British Literary & Cultural Studies (Prof. Frenk)

The time span we will discuss in this lecture course was turbulent and violent. In the field of literature, it led to an enormous diversity of experiments and writing styles. From late Victorian and Edwardian visions of the future to the aftermath of World War II, these few decades were replete with ruptures on all cultural levels. In this lecture course, we will both closely read canonical texts and look at selected literary and cultural contexts. Among the topics to be discussed are: the synchronicity of the old and the new, the late colonialism, diverse ‘isms’ within the project of modernism, war literature, the fragmented individual, changes in narrative techniques, formal experiments in poetry, old and new roles of art, changes of sex / sexualities / gender, generic innovations, the intermedial dialogue between literature and film. Among the authors to be discussed are: H. G. Wells, Rudyard Kipling, Joseph Conrad, George Bernard Shaw, Robert Graves, Siegfried Sassoon, Wilfred Owen, R. C. Sherriff, Vera Brittain, Virginia Woolf, William Butler Yeats, T. S. Eliot, James Joyce, D. H. Lawrence, E. M. Forster, W. H. Auden, Stephen Spender, Louis MacNeice, Aldous Huxley, Agatha Christie, Evelyn Waugh, Noël Coward, George Orwell, Graham Greene, Dylan Thomas.

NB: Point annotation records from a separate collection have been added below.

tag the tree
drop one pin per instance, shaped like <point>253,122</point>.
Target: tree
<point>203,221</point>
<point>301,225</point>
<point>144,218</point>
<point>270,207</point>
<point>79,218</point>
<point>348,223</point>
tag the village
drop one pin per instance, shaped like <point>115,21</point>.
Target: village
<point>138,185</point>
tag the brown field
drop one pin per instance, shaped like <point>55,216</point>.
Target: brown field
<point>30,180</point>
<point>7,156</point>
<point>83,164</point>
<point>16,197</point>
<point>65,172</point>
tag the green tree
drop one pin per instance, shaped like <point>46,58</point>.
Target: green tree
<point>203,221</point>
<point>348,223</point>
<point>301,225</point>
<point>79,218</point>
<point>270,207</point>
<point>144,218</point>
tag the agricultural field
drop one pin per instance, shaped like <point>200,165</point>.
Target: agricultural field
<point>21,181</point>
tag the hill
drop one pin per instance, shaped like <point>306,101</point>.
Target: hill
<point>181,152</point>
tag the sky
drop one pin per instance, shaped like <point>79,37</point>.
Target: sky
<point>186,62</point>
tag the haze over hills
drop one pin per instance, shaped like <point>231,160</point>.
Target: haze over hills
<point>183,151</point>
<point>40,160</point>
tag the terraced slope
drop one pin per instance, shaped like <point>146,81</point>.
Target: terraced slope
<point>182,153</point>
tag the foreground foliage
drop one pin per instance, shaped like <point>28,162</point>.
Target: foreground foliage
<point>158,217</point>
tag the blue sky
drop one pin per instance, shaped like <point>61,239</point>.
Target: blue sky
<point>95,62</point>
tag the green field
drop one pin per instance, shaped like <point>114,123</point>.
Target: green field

 There will be a final test (45 mins) in the second half of the last lecture (19 July 2022).

In this seminar, we will first discuss the movement of modernism in general, which manifested itself in numerous artistic and intellectual domains at the beginning of the twentieth century. We will then closely read and contextualise two of the most canonical modernist texts in English literature. Since its publication in 1922, T. S. Eliot’s The Waste Land has come to be considered by many as the epitome of modernist poetry. Among other features, the poem’s many intertextual references and its demanding multiplicity, which can also be read as fragmentariness, have come to be considered as modernist. In Mrs Dalloway (1925), Virginia Woolf follows her heroine Clarissa through one day.  In a writing style that is markedly different from other novels written at the time, Mrs Dalloway gives its readers insights into Clarissa’s inner thoughts and into British upper and middle-class society after the First World War.

At the end of the seminar, we will discuss the 1997 film version of Mrs Dalloway (dir. Marleen Gorris) and, if we still have the time, the 2002 film The Hours (dir. Stephen Daldry).